I’m pretty sure Luis hates me too.
When he talks to me in between games his voice elevates, taking on an almost Mickey Mouse-like quality. He smiles, but his eyes crease at the corners, as if he is fighting the urge to bounce the basketball off my head.
Luis is a stout man, in the early stages of middle age. His black hair is greying on the sides, and he is a professor of some sort. He doesn’t run so much as stomp up and down the court – as if each time his foot pounds against the floor he is releasing the frustrations of his personal life. Though he is a decent spot up three-point shooter, I’d hardly call him a good basketball player.
In fact, he is the single biggest reason why the run at Harvard University’s Hemenway Gym (the Law school gym) is such hot garbage.
Luis thinks he’s the mayor of the gym. He takes it upon himself to divide teams, taking an already watered down talent pool and tilting it in his favor. He rarely chastises the court’s few halfway decent regulars, but offers unsolicited criticism to the gyms less talented. On defense he bear hugs, scratches, flails, and rams his hardened ‘dad-bod’ into the opposition.
Luis is the biggest hack I have ever played with.
I hate calling fouls – nothing ruins the flow of a pickup game like too many fouls called. Luis gives me no choice. Every time I get the ball in the post Luis is assaulting me. On baby hooks he hugs me; on fadeaways he slaps my elbow, shoulder, or wrist; on drop steps he slams his shoulder into my side. The game becomes a war of attrition.
When Luis wins, relief washes over his face. The creases in the corners of his eyes lessen and his speech accelerates with excitement. There is something sinister underneath — basketball isn’t catharsis for Luis, it’s an escape.
Luis isn’t the only problem at the Hemenway. The court is tiny and for some reason games are played 5’s instead of 4s. A sun glare on one side of the court can make passing into the lane problematic. The players are an eclectic mix of:
- Obnoxious, over privileged undergrads;
- Harvard football players – football players are universally the worst people to play ball with: they don’t know how to play and think the solution to everything is physicality.
- Foreign students, many of who are from China.
- Employees of the university.
- Local high school students sneaking into the gym.
- And law students (they are mostly pretty cool).
The common trait among all of them is none of them are very good at ball.
The best description of a typical Hemenway game is headless chickens – a lot of pushing the ball up the court and not a lot of point guards or shooters.
What I like about the Hemenway is the gym itself: it’s a million years old, creaky in that bandbox, Hoosiers kind of way and has an interesting history.
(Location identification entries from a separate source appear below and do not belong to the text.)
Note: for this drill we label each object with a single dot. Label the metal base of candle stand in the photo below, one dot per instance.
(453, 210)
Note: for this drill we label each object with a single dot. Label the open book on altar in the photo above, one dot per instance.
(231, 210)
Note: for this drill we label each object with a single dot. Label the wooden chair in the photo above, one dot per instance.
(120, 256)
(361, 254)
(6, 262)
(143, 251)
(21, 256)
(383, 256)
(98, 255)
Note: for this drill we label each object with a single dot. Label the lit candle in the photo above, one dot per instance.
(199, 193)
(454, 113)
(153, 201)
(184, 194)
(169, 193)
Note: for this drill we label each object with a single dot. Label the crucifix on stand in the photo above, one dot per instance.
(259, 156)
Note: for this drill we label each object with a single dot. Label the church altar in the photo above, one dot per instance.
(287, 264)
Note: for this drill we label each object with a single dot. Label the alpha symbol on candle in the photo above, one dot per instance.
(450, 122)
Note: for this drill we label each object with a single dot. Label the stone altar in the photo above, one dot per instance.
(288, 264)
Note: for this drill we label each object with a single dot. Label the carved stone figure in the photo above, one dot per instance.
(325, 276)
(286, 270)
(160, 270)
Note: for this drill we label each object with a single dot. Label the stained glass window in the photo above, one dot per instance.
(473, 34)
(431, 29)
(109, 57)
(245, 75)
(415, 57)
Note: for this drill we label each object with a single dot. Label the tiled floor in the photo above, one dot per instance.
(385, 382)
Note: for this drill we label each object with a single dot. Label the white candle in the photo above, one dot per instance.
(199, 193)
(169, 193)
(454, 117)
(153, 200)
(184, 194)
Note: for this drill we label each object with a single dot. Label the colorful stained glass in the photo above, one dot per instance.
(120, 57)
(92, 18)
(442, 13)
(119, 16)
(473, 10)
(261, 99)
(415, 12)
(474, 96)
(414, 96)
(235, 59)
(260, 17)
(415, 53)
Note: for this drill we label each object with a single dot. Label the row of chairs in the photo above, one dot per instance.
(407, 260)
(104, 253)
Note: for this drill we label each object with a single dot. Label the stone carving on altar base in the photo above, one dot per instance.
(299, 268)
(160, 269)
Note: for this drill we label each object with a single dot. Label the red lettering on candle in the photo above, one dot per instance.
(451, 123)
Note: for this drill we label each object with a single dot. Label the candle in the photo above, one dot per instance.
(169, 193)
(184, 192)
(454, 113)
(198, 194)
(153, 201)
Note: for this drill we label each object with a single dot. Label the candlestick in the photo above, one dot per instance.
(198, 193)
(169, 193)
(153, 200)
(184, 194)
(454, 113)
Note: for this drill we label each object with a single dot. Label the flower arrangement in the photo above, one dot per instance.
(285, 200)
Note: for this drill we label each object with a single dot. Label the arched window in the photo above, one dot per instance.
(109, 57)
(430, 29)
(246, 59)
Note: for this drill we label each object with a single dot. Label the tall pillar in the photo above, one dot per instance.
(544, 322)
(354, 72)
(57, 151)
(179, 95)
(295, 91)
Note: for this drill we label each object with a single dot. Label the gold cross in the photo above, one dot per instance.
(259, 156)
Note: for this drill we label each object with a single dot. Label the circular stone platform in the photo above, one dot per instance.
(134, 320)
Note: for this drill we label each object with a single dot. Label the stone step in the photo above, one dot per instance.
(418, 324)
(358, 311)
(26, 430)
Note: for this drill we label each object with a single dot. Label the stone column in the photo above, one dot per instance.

From 1879 until 1919, cookie-duster faced Mainer Dudley Sargent was the gym’s director. Sargent is an interesting character from American history as both the Godfather of physical education and perhaps the first real personal trainer. As a young man, Sargent opened a private gym in New York City, took on clients and tailor-made workouts for their individual levels of fitness. Sargent’s foray into phys-ed came as a teenager when he became taken with gymnastics. After nailing a horizontal bar up, he earned the reputation as a rumbumptious sauce box – because of course back then gymnasts were of the devil.
Don’t do it to yourself. The run is good enough to get you to come back, but not good enough to fulfill your Hoop Jones – it’s a spiders web for hoopers. The lone exception is the Friday afternoon run which attracts some decent Boston locals, and a higher caliber of player from Harvard.